Russ died in June this year. His funeral was one of the most heartbreaking yet beautiful experiences I’ve ever had. At the front was his coffin adorned with pictures of Russ, messages from his nephews and nieces, his walking stick and his recumbent bike. I was privileged to be one of several of his friends asked to say a few words in tribute. Not one of the speakers was able to ‘hold it together’ when recounting the effect of Russ on their lives. Every time I find a poem I like I still reach for Gmail to send it to him and then realise I can’t. Or when I need a wise and empathetic ear to share some minor disaster, I can no longer text him to see if he’s home. I can’t send this to him to say “Read this Russ, what do you think?” What I soon realised with Russ was that whatever life difficulty I was going through, it was nothing compared to the immense issues he coped with for most of his life. He was a man like no other.
In his final email, his last (written) words were borrowed from (author) Richard Flanagan’s mum: “I’ve had a lovely time. Thank you all for coming”.
To Russell in the Bardo 1
i.m. Russell Talbot 1960 -2022
And do you have a body Russ?
And is it the same one, but without the neuromas, the cancers, the ulcers?
And how old are you there – in your prime or are you timeless?
And can you see us and the gap you left? Is it like being behind a two-way mirror?
And is there pain and pleasure?
And are you in the first-class cabin, to make up for the way you suffered here?

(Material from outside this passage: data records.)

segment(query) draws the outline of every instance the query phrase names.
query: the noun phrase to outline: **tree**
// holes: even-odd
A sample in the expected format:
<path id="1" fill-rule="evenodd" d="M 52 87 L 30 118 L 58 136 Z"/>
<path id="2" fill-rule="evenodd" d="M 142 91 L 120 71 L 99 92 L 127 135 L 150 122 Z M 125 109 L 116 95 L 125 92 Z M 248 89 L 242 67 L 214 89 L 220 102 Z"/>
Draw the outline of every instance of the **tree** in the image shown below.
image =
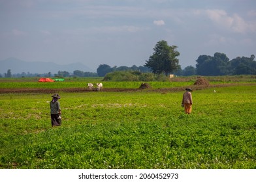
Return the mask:
<path id="1" fill-rule="evenodd" d="M 6 78 L 10 78 L 12 77 L 12 73 L 10 72 L 10 70 L 8 70 L 7 73 L 5 73 L 5 77 Z"/>
<path id="2" fill-rule="evenodd" d="M 177 58 L 177 57 L 180 56 L 180 53 L 176 51 L 177 48 L 176 46 L 168 46 L 167 41 L 158 42 L 153 49 L 154 53 L 150 57 L 149 60 L 146 61 L 144 66 L 151 68 L 154 73 L 165 73 L 167 76 L 181 67 Z"/>
<path id="3" fill-rule="evenodd" d="M 184 76 L 195 75 L 196 69 L 192 66 L 187 66 L 182 70 L 182 75 Z"/>
<path id="4" fill-rule="evenodd" d="M 214 57 L 200 55 L 196 60 L 197 74 L 205 76 L 229 73 L 229 59 L 225 54 L 216 53 Z"/>
<path id="5" fill-rule="evenodd" d="M 238 57 L 231 60 L 231 68 L 233 75 L 255 75 L 256 61 L 254 55 L 251 57 Z"/>

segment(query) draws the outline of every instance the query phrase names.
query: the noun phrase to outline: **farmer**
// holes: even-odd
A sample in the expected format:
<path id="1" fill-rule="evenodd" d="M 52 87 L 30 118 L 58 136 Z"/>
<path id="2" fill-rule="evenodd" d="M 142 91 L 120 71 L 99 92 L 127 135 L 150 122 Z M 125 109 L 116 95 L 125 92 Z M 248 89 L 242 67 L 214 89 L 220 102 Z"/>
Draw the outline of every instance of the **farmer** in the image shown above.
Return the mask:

And is there a cat for your lap?
And a garden to grow your vegetables?
And how do you get around, because you could never stay still for long? Or is there no such a thing as around?
And if there is, how many wheels on your cycle?
And have you shown them your cartoons?
And read them your poetry?
And played them your songs?
And will they let you leave?
Because like in the coffee shop, the poetry group, the yoga class, the surgeries, the hospice, you are surely everybody’s favourite.
 Bardo in Tibetan Buddhism is a state of existence between death and rebirth.